An image fusion is from a combination of two or more source images corresponding to the image information into a single process. The information displayed in the modified image of the combination shows a higher quality. The quality of an image depends on its perception quality, resolution and contrast. In this paper, we have applied Pyramid Decomposition based on image fusion techniques, which means Laplacian and Gaussian pyramid decomposition. Good quality of fused images in many research results are applied to remote sensing, robotics, microscopy, medical field. The results show the quality of image is advanced as well as better brightness in dark, gray or bright regions also.

Keywords

Pyramid Decomposition, Histogram Image, Image Fusion , Perception Quality.

INTRODUCTION

The better quality of an image shows the different parameter for perceptibility of Quality of an image is the important parameter for perceptibility of substances in the scene by enhancing the brightness difference between substances and their background [1]. The enhancing contrast of images much attention and spans a wide range of applications, ranging from improving visual quality of photographs acquired with poor illumination to medical imaging. Basically, two techniques for contrast enhancement, direct methods and indirect methods, the direct methods enhance the details by defining a function for contrast and indirect methods; improve the contrast without defining a specific contrast term [2]. Contrast measures the relative variation of the luminance/brightness in image and it is highly correlated to intensity gradient [3]. Many digital contrast enhancement techniques have been used in order to optimize the visual quality of the image for human or machine vision through gray-scale or histogram modification [4]. Weber contrast is used to measure the local contrast of a small target of uniform brightness against a uniform background. These measurements are not effective for actual image with different lightning or shadows [5].
In this paper, we have used fusion techniques to improve the quality of image with respect to brightness in dark and other regions. The proposed image fusion approach is based on a pyramid decomposition technique that conserves important local perceptual cues while avoiding traditional problems.

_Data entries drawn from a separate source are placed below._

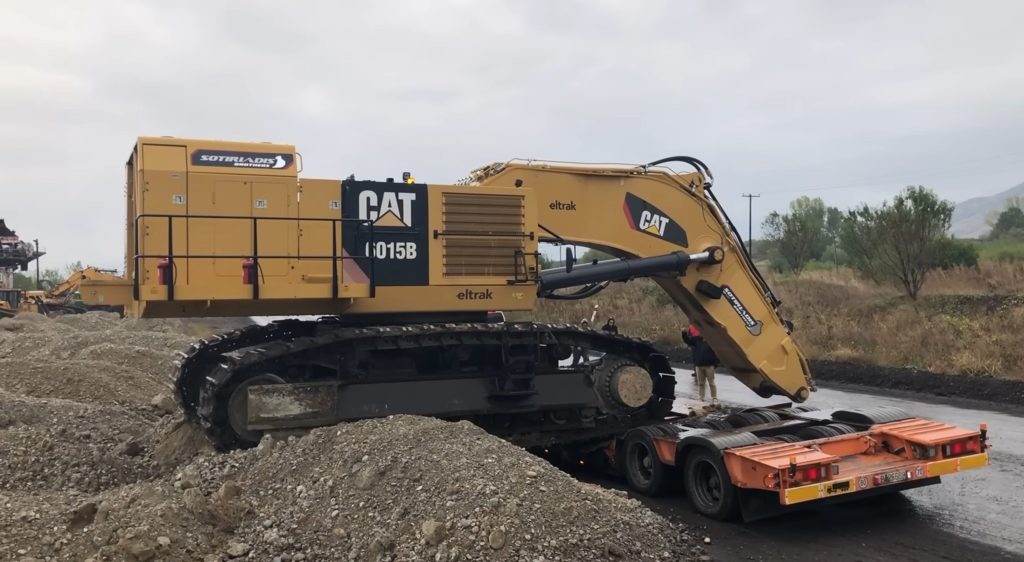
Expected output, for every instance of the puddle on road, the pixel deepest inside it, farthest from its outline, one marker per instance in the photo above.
(985, 505)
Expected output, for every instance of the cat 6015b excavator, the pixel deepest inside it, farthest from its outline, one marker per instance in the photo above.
(401, 276)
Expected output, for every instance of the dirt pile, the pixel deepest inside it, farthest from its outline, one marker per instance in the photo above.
(89, 469)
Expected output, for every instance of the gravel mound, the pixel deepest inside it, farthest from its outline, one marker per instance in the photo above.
(95, 465)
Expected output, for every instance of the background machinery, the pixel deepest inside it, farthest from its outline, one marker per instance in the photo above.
(15, 255)
(65, 298)
(402, 275)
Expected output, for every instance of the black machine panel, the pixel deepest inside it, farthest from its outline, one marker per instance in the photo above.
(398, 212)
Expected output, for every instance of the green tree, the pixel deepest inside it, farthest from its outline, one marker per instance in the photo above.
(834, 225)
(897, 242)
(1010, 224)
(799, 235)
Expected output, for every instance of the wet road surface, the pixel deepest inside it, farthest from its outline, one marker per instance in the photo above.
(976, 515)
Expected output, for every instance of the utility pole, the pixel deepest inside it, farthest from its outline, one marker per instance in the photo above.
(750, 222)
(37, 263)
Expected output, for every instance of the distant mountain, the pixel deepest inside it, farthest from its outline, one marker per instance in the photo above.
(969, 216)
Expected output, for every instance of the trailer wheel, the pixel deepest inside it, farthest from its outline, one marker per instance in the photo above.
(644, 470)
(709, 486)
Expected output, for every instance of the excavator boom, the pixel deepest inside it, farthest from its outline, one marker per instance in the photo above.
(644, 211)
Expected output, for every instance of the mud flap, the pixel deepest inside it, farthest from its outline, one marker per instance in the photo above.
(756, 504)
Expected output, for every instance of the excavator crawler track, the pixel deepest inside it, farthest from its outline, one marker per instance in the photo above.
(508, 378)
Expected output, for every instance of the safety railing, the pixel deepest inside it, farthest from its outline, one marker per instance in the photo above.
(254, 257)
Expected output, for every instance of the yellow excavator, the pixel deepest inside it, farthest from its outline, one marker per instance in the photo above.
(407, 283)
(65, 298)
(402, 275)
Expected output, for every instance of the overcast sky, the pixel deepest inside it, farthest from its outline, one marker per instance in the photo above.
(846, 100)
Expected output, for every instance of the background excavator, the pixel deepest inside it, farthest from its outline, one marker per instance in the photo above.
(65, 298)
(403, 279)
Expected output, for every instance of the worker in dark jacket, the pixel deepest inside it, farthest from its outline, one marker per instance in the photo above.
(609, 327)
(705, 361)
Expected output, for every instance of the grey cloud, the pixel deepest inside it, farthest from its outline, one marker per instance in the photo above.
(779, 97)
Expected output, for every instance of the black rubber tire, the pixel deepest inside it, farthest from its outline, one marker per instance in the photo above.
(644, 472)
(739, 420)
(719, 424)
(843, 429)
(817, 432)
(708, 485)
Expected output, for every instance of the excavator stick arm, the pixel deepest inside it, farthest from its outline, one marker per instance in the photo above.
(644, 213)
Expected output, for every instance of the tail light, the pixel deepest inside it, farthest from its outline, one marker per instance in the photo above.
(812, 473)
(960, 448)
(807, 474)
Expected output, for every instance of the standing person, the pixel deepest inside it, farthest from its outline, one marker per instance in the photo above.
(610, 327)
(705, 361)
(579, 354)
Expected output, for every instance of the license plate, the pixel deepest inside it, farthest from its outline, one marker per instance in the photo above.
(893, 477)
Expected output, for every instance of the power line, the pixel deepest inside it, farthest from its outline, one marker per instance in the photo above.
(750, 222)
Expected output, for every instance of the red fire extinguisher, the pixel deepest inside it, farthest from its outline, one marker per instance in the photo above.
(165, 271)
(248, 271)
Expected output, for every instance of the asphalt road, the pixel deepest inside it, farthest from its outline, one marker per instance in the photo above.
(977, 515)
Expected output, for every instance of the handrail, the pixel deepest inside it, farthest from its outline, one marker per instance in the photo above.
(254, 256)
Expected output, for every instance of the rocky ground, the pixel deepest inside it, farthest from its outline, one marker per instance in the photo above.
(96, 465)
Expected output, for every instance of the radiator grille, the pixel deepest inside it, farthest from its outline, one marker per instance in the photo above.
(481, 234)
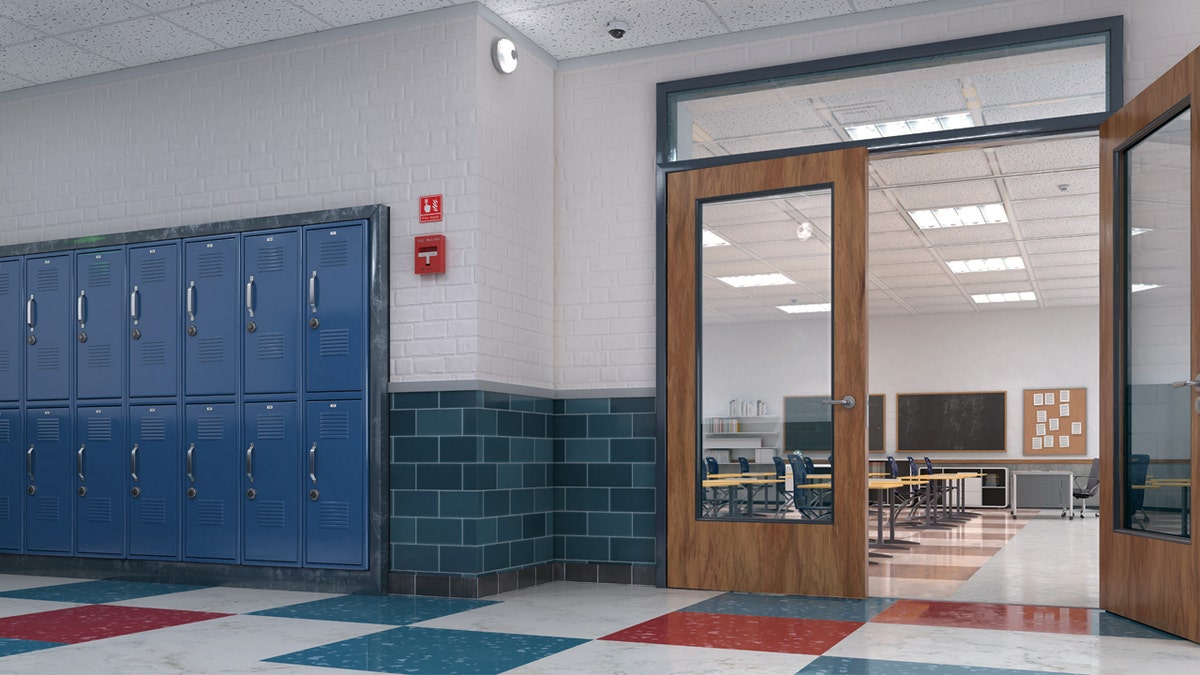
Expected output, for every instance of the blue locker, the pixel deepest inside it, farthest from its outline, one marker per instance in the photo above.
(49, 481)
(49, 335)
(100, 332)
(12, 332)
(154, 320)
(100, 466)
(271, 312)
(335, 484)
(335, 308)
(213, 317)
(211, 482)
(154, 482)
(271, 484)
(12, 479)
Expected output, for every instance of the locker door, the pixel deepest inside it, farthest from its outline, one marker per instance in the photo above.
(100, 469)
(49, 473)
(154, 482)
(154, 320)
(271, 483)
(335, 308)
(100, 340)
(12, 330)
(12, 479)
(335, 481)
(211, 482)
(213, 316)
(49, 338)
(271, 312)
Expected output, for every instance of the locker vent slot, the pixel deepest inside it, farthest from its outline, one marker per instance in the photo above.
(154, 429)
(209, 428)
(47, 430)
(335, 342)
(48, 358)
(154, 352)
(100, 356)
(271, 514)
(209, 264)
(270, 426)
(100, 274)
(270, 346)
(100, 429)
(154, 512)
(100, 509)
(48, 508)
(335, 254)
(154, 270)
(47, 280)
(335, 515)
(210, 350)
(270, 258)
(335, 425)
(210, 512)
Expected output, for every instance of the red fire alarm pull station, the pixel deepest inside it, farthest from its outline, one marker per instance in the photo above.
(430, 251)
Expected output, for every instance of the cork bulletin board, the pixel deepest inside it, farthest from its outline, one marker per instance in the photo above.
(1056, 422)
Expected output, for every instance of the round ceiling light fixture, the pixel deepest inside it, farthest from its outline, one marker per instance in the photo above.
(504, 55)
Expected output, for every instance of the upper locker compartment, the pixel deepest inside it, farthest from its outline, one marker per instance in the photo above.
(211, 315)
(154, 320)
(48, 334)
(11, 330)
(271, 312)
(100, 333)
(335, 308)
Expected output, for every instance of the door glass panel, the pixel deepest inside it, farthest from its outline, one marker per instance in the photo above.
(1157, 449)
(766, 357)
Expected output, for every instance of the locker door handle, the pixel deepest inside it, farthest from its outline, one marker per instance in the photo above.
(250, 297)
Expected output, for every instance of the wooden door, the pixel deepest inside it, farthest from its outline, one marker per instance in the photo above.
(1150, 354)
(761, 553)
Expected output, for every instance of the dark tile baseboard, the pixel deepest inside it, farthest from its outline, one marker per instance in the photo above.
(485, 585)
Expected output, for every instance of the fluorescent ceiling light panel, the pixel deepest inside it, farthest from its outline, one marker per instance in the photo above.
(959, 216)
(709, 239)
(905, 127)
(754, 280)
(804, 309)
(985, 264)
(989, 298)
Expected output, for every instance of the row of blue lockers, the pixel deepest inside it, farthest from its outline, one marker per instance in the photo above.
(256, 314)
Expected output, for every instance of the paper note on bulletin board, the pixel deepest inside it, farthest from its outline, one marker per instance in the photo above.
(1055, 422)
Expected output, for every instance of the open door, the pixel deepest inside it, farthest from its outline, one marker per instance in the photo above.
(1150, 354)
(733, 536)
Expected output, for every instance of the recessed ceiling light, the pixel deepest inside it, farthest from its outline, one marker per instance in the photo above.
(985, 264)
(751, 280)
(804, 309)
(959, 216)
(989, 298)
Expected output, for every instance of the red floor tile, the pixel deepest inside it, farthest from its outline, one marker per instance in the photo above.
(1031, 619)
(95, 622)
(737, 632)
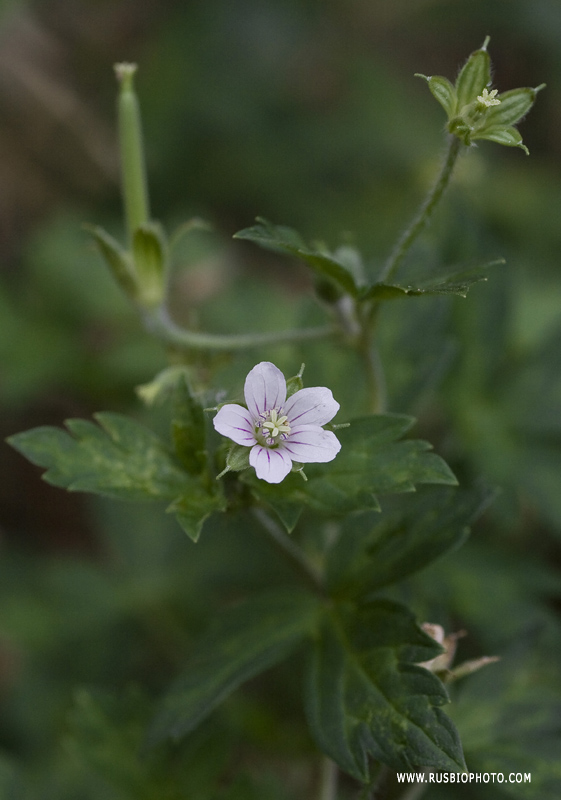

GAUSSIAN AND LAPLACIAN PYRAMID DECOMPOSITION

The Fusion techniques are classified as three subsections: simple image fusion, pyramid decomposition and discrete wavelet transform based on fusion. A simple image fusion technique is the composite technique which mainly performs very fundamental operations like pixel addition, subtraction or averaging. These operations are not suitable always effectively for image. Decomposition is the procedure by which a pyramid is generated successively at each level of the fusion. Pyramid decomposition fusion technique is the introduction of pyramid transforms a fusion method in the transfer domain. An image pyramid contains a set of low pass or band pass forms of an original image; a single module represents pattern wise information of a different scale. This technique can be used to improve the quality of information from a set of images [6]. Decomposition can be classified as Laplacian Pyramid decomposition and Gaussian Pyramid Decomposition.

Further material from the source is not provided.